Demakakos Panayotes, Nazroo James, Breeze Elizabeth, Marmot Michael
Department of Epidemiology and Public Health, University College London, 1-19 Torrington Place, London, United Kingdom.
Soc Sci Med. 2008 Jul;67(2):330-40. doi: 10.1016/j.socscimed.2008.03.038. Epub 2008 Apr 24.

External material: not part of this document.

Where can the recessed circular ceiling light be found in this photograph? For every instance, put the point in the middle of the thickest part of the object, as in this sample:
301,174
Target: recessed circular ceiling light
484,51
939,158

Studies have suggested that subjective social status (SSS) is an important predictor of health. This study examined the link between SSS and health in old age and investigated whether SSS mediated the associations between objective indicators of socioeconomic status and health. It used cross-sectional data from the second wave (2004-2005) of the English Longitudinal Study of Ageing, which were collected through personal interviews and nurse visits. The study population consisted of 3368 men and 4065 women aged 52 years or older. The outcome measures included: self-rated health, long-standing illness, depression, hypertension, diabetes, central obesity, high-density lipoprotein cholesterol, triglycerides, fibrinogen, and C-reactive protein. The main independent variable was SSS measured using a scale representing a 10-rung ladder. Wealth, education, and occupational class were employed as covariates along with age and marital status and also, in additional analyses, as the main independent variables. Gender-specific logistic and linear regression analyses were performed. In age-adjusted analyses SSS was related positively to almost all health outcomes. Many of these relationships remained significant after adjustment for covariates. In men, SSS was significantly (p<or=0.05) related to self-rated health, depression, and long-standing illness after adjustment for all covariates, while its association with fibrinogen became non-significant. In women, after adjusting for all covariates, SSS was significantly associated with self-rated health, depression, long-standing illness, diabetes, and high-density lipoprotein cholesterol, but its associations with central obesity and C-reactive protein became non-significant. Further analysis suggested that SSS mediated fully or partially the associations between education, occupational class and self-reported and clinical health measures. On the contrary, SSS did not mediate wealth's associations with the outcome measures, except those with self-reported health measures. Our results suggest that SSS is an important correlate of health in old age, possibly because of its ability to epitomize life-time achievement and socioeconomic status.
研究表明,主观社会地位(SSS)是健康状况的重要预测指标。本研究探讨了老年时期SSS与健康之间的联系,并调查了SSS是否介导了社会经济地位客观指标与健康之间的关联。研究使用了英国老龄化纵向研究第二轮(2004 - 2005年)的横断面数据,这些数据通过个人访谈和护士家访收集。研究对象包括3368名男性和4065名年龄在52岁及以上的女性。结果指标包括:自评健康状况、慢性病、抑郁症、高血压、糖尿病、中心性肥胖、高密度脂蛋白胆固醇、甘油三酯、纤维蛋白原和C反应蛋白。主要自变量是使用代表10级阶梯的量表测量的SSS。财富、教育程度和职业阶层与年龄和婚姻状况一起用作协变量,在进一步分析中,它们也作为主要自变量。进行了性别特异性逻辑回归和线性回归分析。在年龄调整分析中,SSS与几乎所有健康结果呈正相关。在对协变量进行调整后,其中许多关系仍然显著。在男性中,在对所有协变量进行调整后,SSS与自评健康状况、抑郁症和慢性病显著相关(p≤0.05),而其与纤维蛋白原的关联变得不显著。在女性中,在对所有协变量进行调整后,SSS与自评健康状况、抑郁症、慢性病、糖尿病和高密度脂蛋白胆固醇显著相关,但其与中心性肥胖和C反应蛋白的关联变得不显著。进一步分析表明,SSS完全或部分介导了教育、职业阶层与自我报告和临床健康指标之间的关联。相反,SSS并未介导财富与结果指标之间的关联,除了与自我报告的健康指标之间的关联。我们的研究结果表明,SSS是老年健康的重要相关因素,可能是因为它能够概括一生的成就和社会经济地位。